Okay, great. Thanks for that. And then on the Retail energy side of the business, wondering if you could give an update on how customer retention and overall customer additions were trending in the quarter. And curious if you've seen any new entrants start to pop up, particularly in ERCOT, and any kind of change in the competitive landscape there recently.
Sure. I'll pass it over to Elizabeth, but I will say that, you know, our KPIs on our retail energy business are pretty much in line with our expectation, including customer growth. But Elizabeth, could you provide more details?

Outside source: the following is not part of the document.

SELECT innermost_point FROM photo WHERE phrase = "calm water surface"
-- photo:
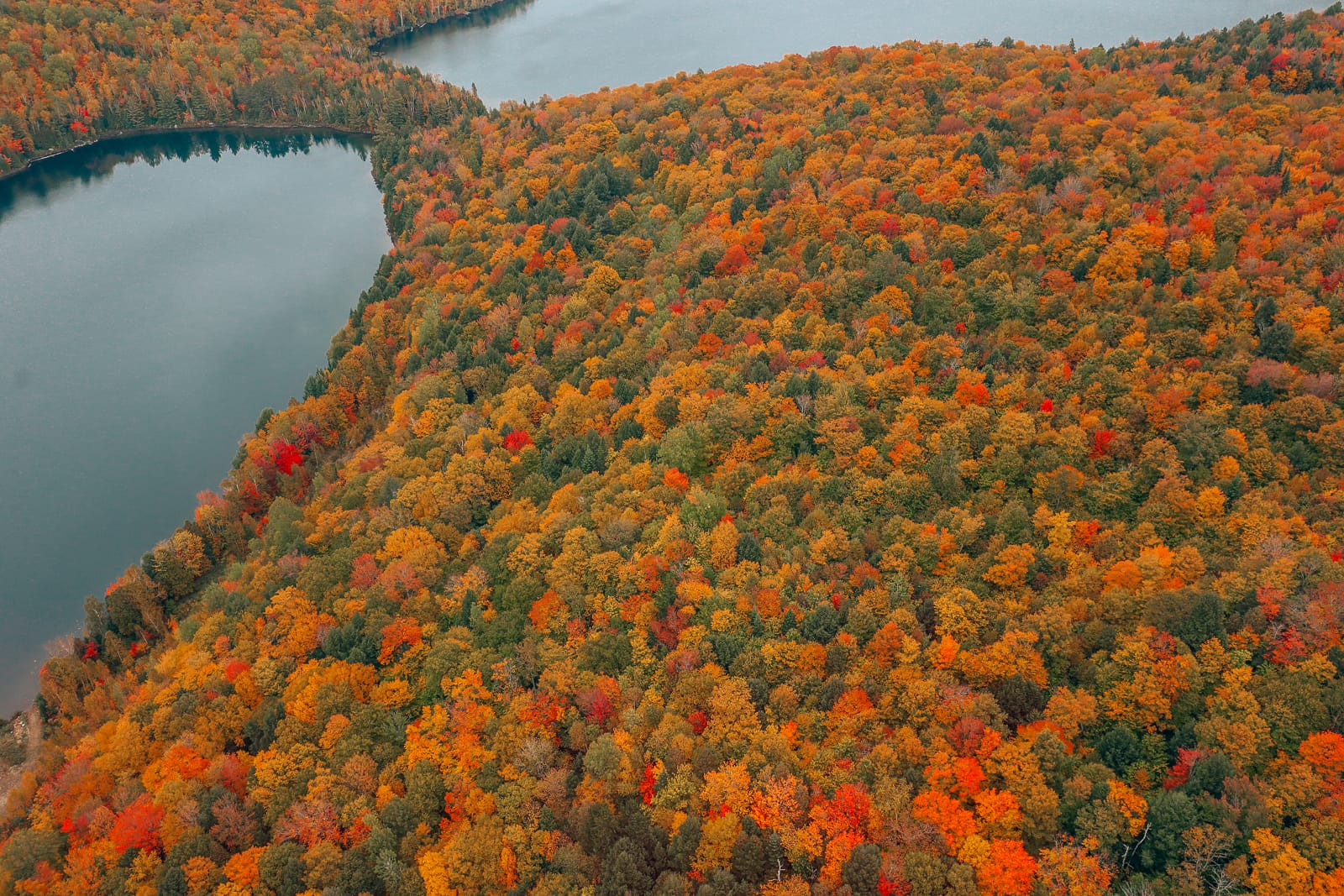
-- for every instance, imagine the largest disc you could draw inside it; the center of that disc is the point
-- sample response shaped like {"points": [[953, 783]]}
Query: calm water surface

Sure. Thanks, David. We actually saw really strong customer retention rates consistent with last year's performance, consistent with what we expected in the budget. And for customer acquisition, we have a little bit of overperformance for the quarter. And we're really building that momentum to achieve that low single-digit customer growth between year end 2022 and 2023. As far as competitive landscape, we see a normal, healthy competitive market in Texas. It's pretty consistent that every year we'll see a new player, you know, add billboards in the market or start doing something. different, but there isn't anything materially different. We do see, you know, competitors like Shell and others that are larger competitors, which we appreciate because overall that strengthens the market. But our performance is strong and our leading digital experience and leading customer acquisition and retention help us win in the marketplace.

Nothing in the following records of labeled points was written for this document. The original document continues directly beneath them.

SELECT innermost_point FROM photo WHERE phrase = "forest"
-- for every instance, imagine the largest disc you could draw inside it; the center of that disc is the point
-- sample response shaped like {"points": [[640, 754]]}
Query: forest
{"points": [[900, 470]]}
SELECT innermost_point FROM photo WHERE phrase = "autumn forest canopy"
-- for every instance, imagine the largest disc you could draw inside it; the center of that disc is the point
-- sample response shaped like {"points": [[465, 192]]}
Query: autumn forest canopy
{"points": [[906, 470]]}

Okay. Thanks. Really appreciate it. Thank you.
One moment for our last question. Our final question comes from Ryan Levine of Citi. Please go ahead.
Good morning. Good morning, Ryan. Good morning. What drove the monthly recurring net service cost per search per subscriber reduction by 22%. And was that largely in line with what you're anticipating or is there any outside movements this quarter?

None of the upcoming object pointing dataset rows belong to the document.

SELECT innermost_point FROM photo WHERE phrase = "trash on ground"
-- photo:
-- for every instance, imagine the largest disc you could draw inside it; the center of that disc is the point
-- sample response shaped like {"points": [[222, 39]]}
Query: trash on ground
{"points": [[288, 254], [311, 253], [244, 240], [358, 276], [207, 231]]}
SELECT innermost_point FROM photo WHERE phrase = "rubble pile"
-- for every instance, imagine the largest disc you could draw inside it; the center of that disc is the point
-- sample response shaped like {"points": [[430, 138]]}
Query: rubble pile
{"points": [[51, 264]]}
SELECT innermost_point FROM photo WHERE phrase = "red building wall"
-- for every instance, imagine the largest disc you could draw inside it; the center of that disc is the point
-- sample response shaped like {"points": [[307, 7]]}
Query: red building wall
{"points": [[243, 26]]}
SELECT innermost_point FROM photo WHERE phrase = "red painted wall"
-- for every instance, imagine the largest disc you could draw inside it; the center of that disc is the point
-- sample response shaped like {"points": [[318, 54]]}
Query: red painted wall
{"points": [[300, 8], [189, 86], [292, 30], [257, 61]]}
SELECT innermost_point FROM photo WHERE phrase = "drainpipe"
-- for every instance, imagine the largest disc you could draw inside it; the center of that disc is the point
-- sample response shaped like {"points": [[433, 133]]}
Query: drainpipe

Yeah, Ryan, so the primary drivers of that reduction, about 50% of that really is a function of fewer truck rolls and reduced supply chain constraints. We probably realized about 25% fewer truck rolls than we had in the past. The other 50% or the other 50% of the favorability really results from the ending of our payments to alarm.com, which, you know, which had started towards the second half of last year.
Is the Q2 23 number more likely to continue on a go-forward basis? Are there any trends that we should look for as we look into forecast factors?
Yes, so Rasheesh, why don't you take that one?
Yeah, you bet. We feel very good about, you know, where net service cost per subscriber is. And we would expect, you know, the current rate at which we are to continue. The favorability we've seen is durable. And it's a perfect thing when you see customers buying more products and you see higher penetration of your service. while simultaneously you see the cost to serve going down, and that's exactly what's driving the margin expansion. And so we feel really good about the trends, and we think that it's sustainable.
So if I'm hearing you correctly, you continue to see fewer truck rolls and decreasing number of truck rolls on a go-forward basis as a driver, or am I misinterpreting that?
That's right. So we look at this on a per customer basis and we would expect to see this lower rate that we've achieved for both contact rate calls as well as truck rolls to continue. We recently started a virtual technician pilot, which really allows us to serve the customer's needs without ever rolling a truck. And we're seeing very promising results from that. And so this is This is sort of a new benchmark for the business.
Thanks for the clarity.
Thank you, Ryan.
Thank you. I would now like to turn the call back to Mauricio Gutierrez, President and CEO, for closing remarks.
Thank you, Jada, and thank you, everyone, for your interest and your time today, and I look forward to speaking with all of you in the days and weeks to come. Thank you.
Ladies and gentlemen, thank you for your participation in today's conference. This concludes the program. You may now disconnect.